Younger individuals are at risk as well. School kids, who are the biggest consumers of soda, are vulnerable to diseases associated with obesity, including Type 2 diabetes and heart disease. This is not surprising, considering that one 12-ounce can of soda has almost nine teaspoons of sugar and about 150 calories. With the average consumer drinking almost two of these beverages daily, that translates to about 2,000 calories per week.
"The colas contain high-fructose corn syrup, which is what makes them so sweet," explains Nichole Barras, a lifestyle consultant at the City Club at River Ranch. "There is little nutrition, and there are lots of calories in high-fructose corn syrup, which is also in a lot of products that we are unaware of."
According to the National Soft Drink Association, Americans daily consume an average of more than 600 12-ounce servings of soda, or 1.6 cans, each year. Beverage Digest reports that overall sales of soft drinks were 10.2 billion cases in 2005. Males ages 12-29 are the biggest gulpers, consuming more than 160 gallons per year, or almost two quarts daily.

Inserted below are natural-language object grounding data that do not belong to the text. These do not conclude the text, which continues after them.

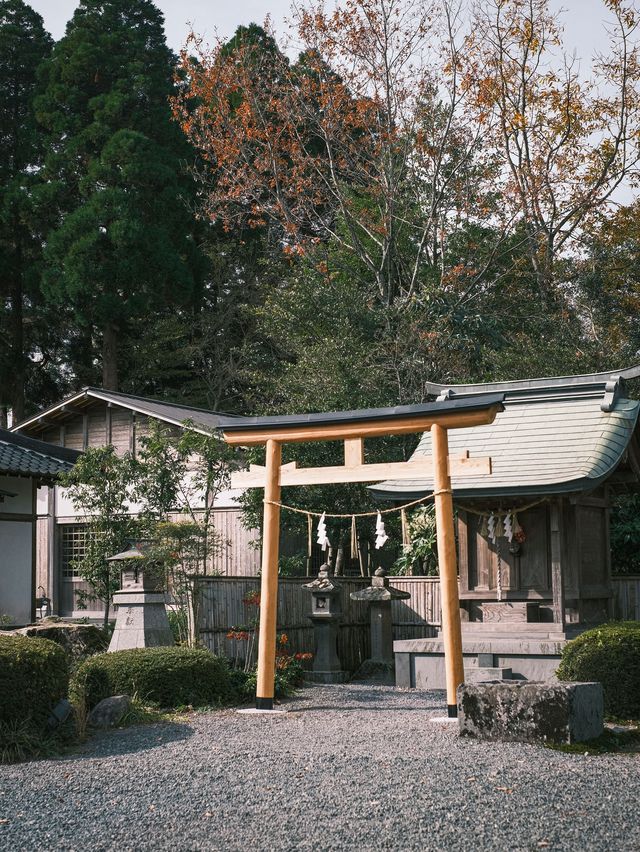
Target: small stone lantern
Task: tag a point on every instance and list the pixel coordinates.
(142, 620)
(325, 615)
(379, 595)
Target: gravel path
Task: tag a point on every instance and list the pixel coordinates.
(348, 767)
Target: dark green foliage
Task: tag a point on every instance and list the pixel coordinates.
(167, 677)
(609, 654)
(625, 535)
(34, 676)
(124, 252)
(289, 677)
(24, 43)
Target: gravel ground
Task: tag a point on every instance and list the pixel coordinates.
(348, 767)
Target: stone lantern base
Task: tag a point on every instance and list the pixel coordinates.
(141, 622)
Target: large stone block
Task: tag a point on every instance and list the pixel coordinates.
(531, 712)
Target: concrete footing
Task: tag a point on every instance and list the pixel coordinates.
(531, 712)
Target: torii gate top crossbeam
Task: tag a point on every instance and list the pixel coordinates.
(363, 423)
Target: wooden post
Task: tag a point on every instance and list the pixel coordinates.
(451, 629)
(269, 581)
(557, 579)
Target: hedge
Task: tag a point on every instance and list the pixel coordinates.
(167, 677)
(609, 654)
(34, 676)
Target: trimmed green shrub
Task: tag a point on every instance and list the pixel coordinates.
(167, 677)
(34, 676)
(609, 654)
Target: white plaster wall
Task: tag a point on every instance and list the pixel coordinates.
(16, 543)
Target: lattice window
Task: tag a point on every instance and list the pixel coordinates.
(73, 547)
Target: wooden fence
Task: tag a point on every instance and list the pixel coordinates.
(626, 598)
(222, 608)
(223, 605)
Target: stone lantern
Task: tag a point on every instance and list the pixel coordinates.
(141, 620)
(379, 596)
(325, 614)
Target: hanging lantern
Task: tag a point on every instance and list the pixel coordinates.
(508, 527)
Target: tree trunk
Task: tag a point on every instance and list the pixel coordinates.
(16, 334)
(110, 357)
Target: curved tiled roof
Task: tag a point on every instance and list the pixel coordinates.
(542, 443)
(20, 456)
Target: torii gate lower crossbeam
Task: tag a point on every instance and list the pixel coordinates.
(353, 427)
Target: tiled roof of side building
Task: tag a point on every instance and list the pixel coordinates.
(21, 456)
(203, 420)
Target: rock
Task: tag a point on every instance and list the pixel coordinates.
(109, 711)
(531, 711)
(78, 640)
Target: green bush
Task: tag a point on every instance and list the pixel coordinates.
(609, 654)
(167, 677)
(34, 676)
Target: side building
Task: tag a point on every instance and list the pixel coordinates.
(26, 468)
(94, 417)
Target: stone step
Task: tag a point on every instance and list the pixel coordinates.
(510, 626)
(479, 674)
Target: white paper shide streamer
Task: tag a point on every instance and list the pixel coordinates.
(323, 539)
(491, 528)
(381, 535)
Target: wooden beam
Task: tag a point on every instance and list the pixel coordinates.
(291, 475)
(365, 429)
(451, 628)
(354, 452)
(269, 581)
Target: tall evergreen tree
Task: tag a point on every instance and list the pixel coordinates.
(124, 251)
(24, 43)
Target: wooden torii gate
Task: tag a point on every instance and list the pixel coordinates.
(353, 427)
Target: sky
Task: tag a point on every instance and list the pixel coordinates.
(582, 18)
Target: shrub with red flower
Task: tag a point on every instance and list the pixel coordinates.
(252, 598)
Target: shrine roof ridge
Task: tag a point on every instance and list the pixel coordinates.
(327, 418)
(587, 385)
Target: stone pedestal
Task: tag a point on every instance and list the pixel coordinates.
(379, 595)
(141, 621)
(325, 615)
(531, 712)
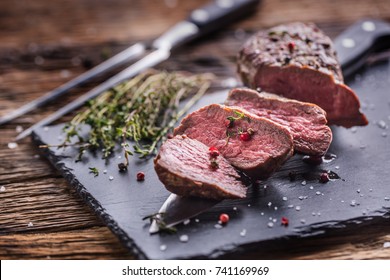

And don't even think you can lose weight by drinking diet colas because the artificially-sweetened beverages may increase your desire for sweet foods. "The diet sodas can make people gain weight," Barras notes. "We are taking in artificial sweeteners that can actually make us store more fat and eat more food."
Yet another problem associated with sodas is tooth decay. Sugary soft drinks lead to increased cavities and tooth loss. Diet colas are not necessarily safer ' acids in both regular and sugar-free drinks can erode tooth enamel. "If you think about it, don't we pour cola on battery acid in order to get it to eat it up?" Faul observes. "So, think about that acid eating the enamel off of your teeth." Additionally, both sugary and diet beverages can contribute to osteoporosis. Soft drinks contain a high level of phosphorous, which can deplete bone calcium and lead to bone fractures. A study of 460 high school girls published in Pediatrics & Adolescent Medicine in June of 2000 indicated that sodas were "highly" associated with bone fractures. "The acid ph in colas is approximately 3.4, which is strong enough to dissolve teeth and bones," Barras says.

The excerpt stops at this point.